APPLICATION OF MACHINE LEARNING TO LARGE SCALE ELECTRONIC HEALTH RECORD DATA PREDICTS RISK TO READMISSION FOR SUICIDE ATTEMPT

The period following discharge from a psychiatric inpatient admission is a high risk time for suicidal behaviors and death by suicide up to 200 times the global rate. Leveraging electronic health record (EHR) data in concert with machine learning techniques may help predict post discharge suicide attempts (SA) as well as modifiable factors that may be targeted during an inpatient stay in order to reduce risk.

The primary objective of this project was to leverage thirteen years of EHR data from psychiatric inpatient admissions in Ontario Canada and generate models for prediction of risk to emergency room (ER) contacts for suicide attempt (SA), deemed (ER-SA). The secondary objective was to generate a method to optimize clinical decision points to reduce risk of SA post discharge.

The total sample of N=353,806 inpatient admissions was randomly split (66:33%) into a training set (N= 249,024 ) and test set (N=104,782 ) with multiple admissions from the same individual being unique to either set. We generated two random forest models using N=480 unique EHR variables and modeled two outcomes including 1.) a binary outcome if an inpatient admission was followed by an SA and 2.) time in days until the earliest post discharge appearance of the same individual in the ER data sets.

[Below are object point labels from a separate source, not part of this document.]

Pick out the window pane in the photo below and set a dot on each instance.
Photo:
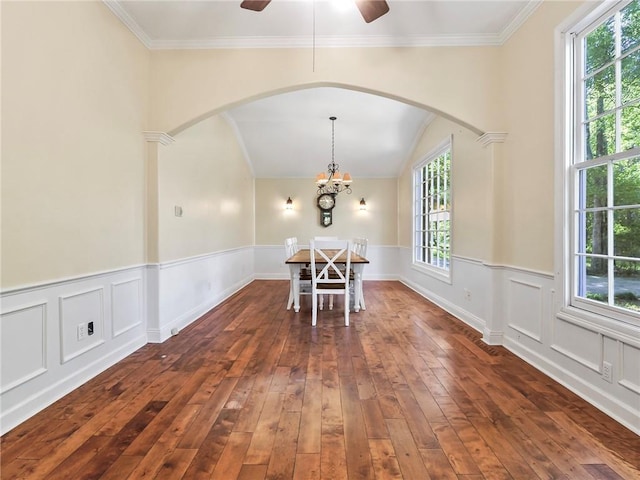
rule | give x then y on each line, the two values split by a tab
595	233
626	232
630	129
600	136
595	194
600	46
597	287
630	18
627	285
600	92
630	77
626	183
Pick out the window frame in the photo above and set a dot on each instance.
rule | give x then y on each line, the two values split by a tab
574	162
440	273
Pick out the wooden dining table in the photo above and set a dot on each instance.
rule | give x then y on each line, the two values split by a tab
303	257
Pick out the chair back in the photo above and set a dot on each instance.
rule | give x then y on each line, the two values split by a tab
360	246
290	246
328	274
329	242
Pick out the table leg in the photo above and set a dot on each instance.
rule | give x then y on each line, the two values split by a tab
295	282
357	287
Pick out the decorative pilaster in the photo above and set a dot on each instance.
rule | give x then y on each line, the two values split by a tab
494	326
152	231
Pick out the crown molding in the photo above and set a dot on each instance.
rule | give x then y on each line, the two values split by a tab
159	137
492	137
519	20
306	41
129	22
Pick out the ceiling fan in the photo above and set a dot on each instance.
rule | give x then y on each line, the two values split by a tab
370	9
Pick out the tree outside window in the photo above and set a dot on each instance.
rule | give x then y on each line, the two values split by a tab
607	163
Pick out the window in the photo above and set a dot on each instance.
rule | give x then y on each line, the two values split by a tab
432	211
605	165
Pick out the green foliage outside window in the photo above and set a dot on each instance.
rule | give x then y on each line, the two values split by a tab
609	176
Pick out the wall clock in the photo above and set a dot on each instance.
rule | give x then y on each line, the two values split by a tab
326	202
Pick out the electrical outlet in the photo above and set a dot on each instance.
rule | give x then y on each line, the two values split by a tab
607	371
82	331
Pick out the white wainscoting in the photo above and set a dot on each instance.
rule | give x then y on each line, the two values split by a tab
186	289
42	356
42	359
269	263
516	308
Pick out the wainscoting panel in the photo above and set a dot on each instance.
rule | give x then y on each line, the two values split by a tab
630	367
189	288
24	360
43	357
524	308
578	343
77	311
126	305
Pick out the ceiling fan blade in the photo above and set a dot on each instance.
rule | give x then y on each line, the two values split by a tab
372	9
255	5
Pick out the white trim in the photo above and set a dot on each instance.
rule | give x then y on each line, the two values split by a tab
519	20
589	392
160	137
464	316
492	137
197	258
446	145
67	280
129	22
307	41
44	367
37	402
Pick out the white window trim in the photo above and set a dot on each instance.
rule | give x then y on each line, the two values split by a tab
435	272
565	149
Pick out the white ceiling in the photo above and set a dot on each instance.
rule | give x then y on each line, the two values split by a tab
289	135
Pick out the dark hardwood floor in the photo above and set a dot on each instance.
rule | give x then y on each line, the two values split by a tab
252	391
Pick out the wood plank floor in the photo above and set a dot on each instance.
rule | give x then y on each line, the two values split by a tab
252	391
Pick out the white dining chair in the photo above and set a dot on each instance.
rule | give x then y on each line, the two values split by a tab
334	243
329	278
299	276
360	249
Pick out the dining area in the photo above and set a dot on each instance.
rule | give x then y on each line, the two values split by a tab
325	270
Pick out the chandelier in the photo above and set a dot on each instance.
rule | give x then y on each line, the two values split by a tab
333	182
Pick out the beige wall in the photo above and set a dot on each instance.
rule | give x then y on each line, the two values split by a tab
528	95
206	174
471	181
74	105
78	90
187	85
274	223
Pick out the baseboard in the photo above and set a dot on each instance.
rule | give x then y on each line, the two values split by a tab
588	392
24	410
174	327
467	317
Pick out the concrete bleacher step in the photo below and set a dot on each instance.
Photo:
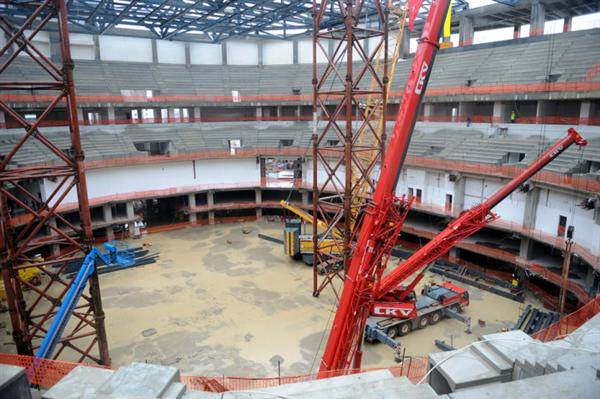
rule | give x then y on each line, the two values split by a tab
581	384
139	379
346	388
175	391
202	395
492	358
81	383
329	383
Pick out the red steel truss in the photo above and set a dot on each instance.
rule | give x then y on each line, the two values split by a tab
347	89
36	192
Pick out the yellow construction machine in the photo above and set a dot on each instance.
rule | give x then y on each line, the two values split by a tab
298	244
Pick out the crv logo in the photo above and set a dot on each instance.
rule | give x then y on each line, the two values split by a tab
393	312
422	75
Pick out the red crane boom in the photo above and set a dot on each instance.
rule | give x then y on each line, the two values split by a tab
466	224
384	216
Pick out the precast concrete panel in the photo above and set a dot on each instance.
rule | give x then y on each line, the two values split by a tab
278	52
206	54
242	52
121	48
170	52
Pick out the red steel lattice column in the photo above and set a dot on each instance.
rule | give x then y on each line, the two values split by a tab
347	88
34	194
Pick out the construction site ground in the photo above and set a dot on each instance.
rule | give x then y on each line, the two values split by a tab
222	301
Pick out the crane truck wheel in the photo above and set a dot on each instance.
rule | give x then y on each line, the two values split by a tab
392	332
404	328
435	317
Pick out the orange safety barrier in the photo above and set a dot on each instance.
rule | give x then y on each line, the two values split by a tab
42	372
556	120
580	86
569	323
46	373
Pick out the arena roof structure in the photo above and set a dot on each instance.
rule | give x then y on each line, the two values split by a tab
208	21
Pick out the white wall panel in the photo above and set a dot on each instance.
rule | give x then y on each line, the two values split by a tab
107	182
242	52
278	52
553	204
305	52
120	48
170	52
206	54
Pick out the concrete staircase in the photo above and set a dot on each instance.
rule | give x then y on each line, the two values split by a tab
140	380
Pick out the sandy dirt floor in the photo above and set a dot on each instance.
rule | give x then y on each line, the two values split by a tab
221	301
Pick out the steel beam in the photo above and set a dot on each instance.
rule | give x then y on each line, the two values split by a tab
30	197
346	145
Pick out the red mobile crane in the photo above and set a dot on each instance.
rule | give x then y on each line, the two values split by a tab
384	216
397	310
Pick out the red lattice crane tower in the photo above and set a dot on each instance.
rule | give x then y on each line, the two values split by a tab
344	346
31	197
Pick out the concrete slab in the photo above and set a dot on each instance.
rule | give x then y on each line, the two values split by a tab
495	360
400	388
81	383
464	369
201	395
329	383
174	391
14	382
580	384
139	380
509	345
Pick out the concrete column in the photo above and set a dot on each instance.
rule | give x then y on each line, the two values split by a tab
55	249
305	198
465	110
537	19
188	55
541	111
55	47
107	213
567	22
192	206
260	52
459	196
531	202
427	111
585	112
295	51
96	48
526	249
501	112
405	45
589	279
466	31
130	211
111	114
258	200
210	201
453	255
110	234
154	51
517	32
224	52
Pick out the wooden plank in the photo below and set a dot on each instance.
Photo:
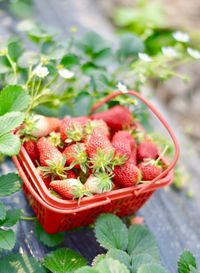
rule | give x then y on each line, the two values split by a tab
171	216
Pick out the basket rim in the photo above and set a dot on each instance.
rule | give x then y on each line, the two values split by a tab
81	207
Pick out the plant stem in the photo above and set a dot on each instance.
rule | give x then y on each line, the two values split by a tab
14	67
28	218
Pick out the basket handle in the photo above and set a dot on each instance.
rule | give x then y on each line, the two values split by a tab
162	120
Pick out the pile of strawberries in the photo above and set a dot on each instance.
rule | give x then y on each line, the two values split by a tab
83	156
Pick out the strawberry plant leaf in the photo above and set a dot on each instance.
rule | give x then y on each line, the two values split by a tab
63	260
185	261
2	212
86	269
130	46
10	121
119	255
49	240
7	239
17	263
110	265
12	217
13	98
142	241
151	268
98	258
9	144
111	232
139	260
9	184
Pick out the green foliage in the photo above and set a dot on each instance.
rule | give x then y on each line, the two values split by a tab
9	184
12	217
119	255
111	232
186	262
142	241
63	260
13	98
151	268
2	212
110	265
49	240
7	239
17	263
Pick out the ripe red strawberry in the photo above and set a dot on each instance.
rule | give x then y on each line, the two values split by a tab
122	143
116	118
46	179
127	175
149	171
76	156
100	151
51	158
69	188
133	157
71	174
99	125
32	150
40	126
98	141
147	149
99	183
72	129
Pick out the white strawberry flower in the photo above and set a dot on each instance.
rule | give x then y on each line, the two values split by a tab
65	73
193	53
122	87
144	57
169	51
41	71
181	36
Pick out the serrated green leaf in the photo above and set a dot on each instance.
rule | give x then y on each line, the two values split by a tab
12	217
2	211
13	98
98	258
10	121
151	268
9	144
69	60
91	43
49	240
142	241
63	260
7	239
119	255
185	261
9	184
111	232
110	265
28	59
139	260
86	269
17	263
130	46
194	270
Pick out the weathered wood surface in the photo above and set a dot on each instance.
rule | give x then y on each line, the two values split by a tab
173	218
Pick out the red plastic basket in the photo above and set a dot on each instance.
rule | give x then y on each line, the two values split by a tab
57	215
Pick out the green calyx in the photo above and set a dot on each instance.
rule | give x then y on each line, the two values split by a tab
80	157
103	181
26	131
102	160
55	168
74	133
118	160
79	191
55	139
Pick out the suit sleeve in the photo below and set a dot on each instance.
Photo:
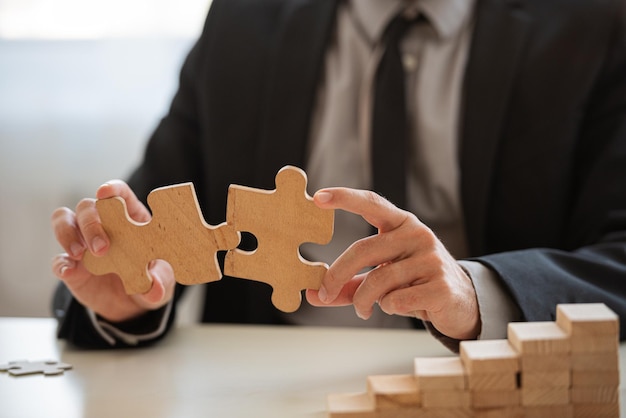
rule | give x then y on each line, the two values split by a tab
591	266
172	156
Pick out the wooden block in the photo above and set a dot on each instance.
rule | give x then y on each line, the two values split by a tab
593	378
393	391
448	412
489	356
432	373
492	381
545	396
446	398
500	412
548	411
495	398
281	220
549	379
545	362
605	343
596	410
177	234
587	319
351	405
595	361
538	337
594	394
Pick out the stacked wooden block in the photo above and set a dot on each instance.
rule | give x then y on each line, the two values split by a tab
563	368
594	358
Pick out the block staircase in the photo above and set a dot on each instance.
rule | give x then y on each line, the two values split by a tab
553	369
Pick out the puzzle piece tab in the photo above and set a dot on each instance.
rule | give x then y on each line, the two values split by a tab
24	367
177	234
281	220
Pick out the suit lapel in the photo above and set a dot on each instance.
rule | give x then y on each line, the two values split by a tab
499	36
296	67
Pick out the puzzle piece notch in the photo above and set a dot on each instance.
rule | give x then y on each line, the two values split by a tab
281	220
177	234
25	367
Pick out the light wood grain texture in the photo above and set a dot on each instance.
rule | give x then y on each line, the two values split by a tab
538	337
177	234
595	378
492	381
594	394
500	412
489	356
545	396
596	410
546	379
446	398
281	220
548	411
393	391
604	343
436	373
545	362
495	398
587	319
595	361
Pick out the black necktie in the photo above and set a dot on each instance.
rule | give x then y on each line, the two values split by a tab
389	132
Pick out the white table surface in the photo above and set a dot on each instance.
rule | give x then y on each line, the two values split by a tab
203	371
208	371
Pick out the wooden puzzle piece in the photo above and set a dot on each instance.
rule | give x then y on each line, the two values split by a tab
177	234
24	367
281	220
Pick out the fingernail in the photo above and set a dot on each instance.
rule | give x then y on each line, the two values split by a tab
76	249
98	244
324	197
323	294
68	264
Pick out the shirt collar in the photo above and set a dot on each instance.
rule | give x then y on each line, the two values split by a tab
447	16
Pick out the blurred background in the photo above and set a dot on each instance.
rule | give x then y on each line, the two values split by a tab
82	85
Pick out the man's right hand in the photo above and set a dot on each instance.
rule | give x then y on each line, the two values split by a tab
81	230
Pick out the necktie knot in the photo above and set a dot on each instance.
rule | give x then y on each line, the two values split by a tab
390	129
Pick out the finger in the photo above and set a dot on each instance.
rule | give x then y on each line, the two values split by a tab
70	271
344	297
375	209
378	283
66	232
90	227
136	209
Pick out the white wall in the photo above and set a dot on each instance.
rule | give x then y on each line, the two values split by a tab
75	111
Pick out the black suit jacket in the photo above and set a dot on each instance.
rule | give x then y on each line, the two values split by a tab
543	139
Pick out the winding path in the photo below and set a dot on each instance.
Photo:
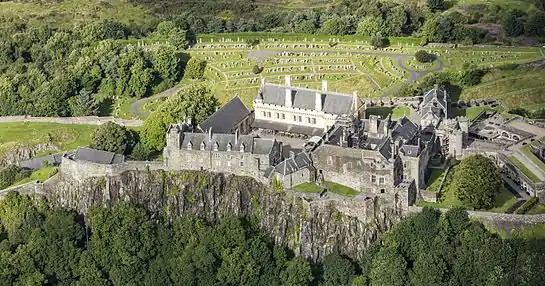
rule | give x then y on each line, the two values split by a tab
136	107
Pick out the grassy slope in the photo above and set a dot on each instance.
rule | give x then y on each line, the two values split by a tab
515	88
65	136
69	12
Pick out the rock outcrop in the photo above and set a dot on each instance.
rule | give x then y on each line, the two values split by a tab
310	229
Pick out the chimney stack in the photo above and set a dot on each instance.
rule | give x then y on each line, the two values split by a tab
318	102
289	99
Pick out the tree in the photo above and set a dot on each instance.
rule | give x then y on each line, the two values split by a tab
194	103
337	270
194	68
513	23
477	181
424	57
378	41
369	26
297	273
436	5
112	137
83	104
389	268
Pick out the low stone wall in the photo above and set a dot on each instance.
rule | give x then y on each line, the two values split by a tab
428	196
81	170
92	120
26	189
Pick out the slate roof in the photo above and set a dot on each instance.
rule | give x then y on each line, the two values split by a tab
435	95
37	163
227	117
304	98
98	156
290	165
288	128
261	146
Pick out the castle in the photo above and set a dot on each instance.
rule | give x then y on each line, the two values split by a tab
299	135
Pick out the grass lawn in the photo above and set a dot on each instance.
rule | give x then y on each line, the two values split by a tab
537	209
524	169
333	187
528	153
65	136
40	175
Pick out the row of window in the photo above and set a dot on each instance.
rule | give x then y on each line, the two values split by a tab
295	118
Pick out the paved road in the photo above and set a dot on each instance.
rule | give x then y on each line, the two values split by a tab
530	165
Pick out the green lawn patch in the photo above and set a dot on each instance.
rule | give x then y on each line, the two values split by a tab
332	187
524	169
537	209
528	153
40	175
64	136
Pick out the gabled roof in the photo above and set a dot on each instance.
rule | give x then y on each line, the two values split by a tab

The binary outcome model identified N=1386 individuals from the test set whose next admission would be for SA from 102718 that would not (AUC = 82.2, 95% CI 0.81-0.83). A sliding window analysis assessed time model predictive accuracy as a function of days from discharge with the strongest robust prediction observed at 5 days ( AUC = 0.88, 95% CI: 0.79-0.99, N=15 ER-SA in timeframe, N=104,139 no-ER-SA in timeframe), however, prediction scores at 1 year (AUC= 0.78) were not significantly weaker than those in the first few weeks (AUC=0.88). Notably, the time modeled time to ER-SA was significantly associated with the actual time to next ER-SA among all individuals whose next admission was an ER-SA (rho=0.14, p=4.5x10-7). We therefore used the binary model to identify those likely at risk of next admission ER-SA, followed by application of the time model, demonstrating a robust association of prediction AUC as a function of days from discharge out to 21 days (rho= -0.90, p=2.6 x10-7).Using the time based model, a forward stepping algorithm maximized predicted outcome time by iterating all possible modifiable clinical decisions to generate an ‘ideal’ low-risk clinical state per individual. The algorithm was evaluated on N=1386 next admission ER-SA individuals in the test set. A significant negative correlation between the time to ER-SA and proportion of ‘ideal’ low-risk EHR variables was observed (Rho=-0.07, p=0.0061), validating the ‘ideal’ low-risk method.

Using a two model approach, we generated a robust method capable of prognosticating short term risk. Application of the ‘Ideal’ low risk method offers the potential to leverage big data generated machine learning models to direct inpatient stay clinical decisions in order to reduce risk to SA post discharge.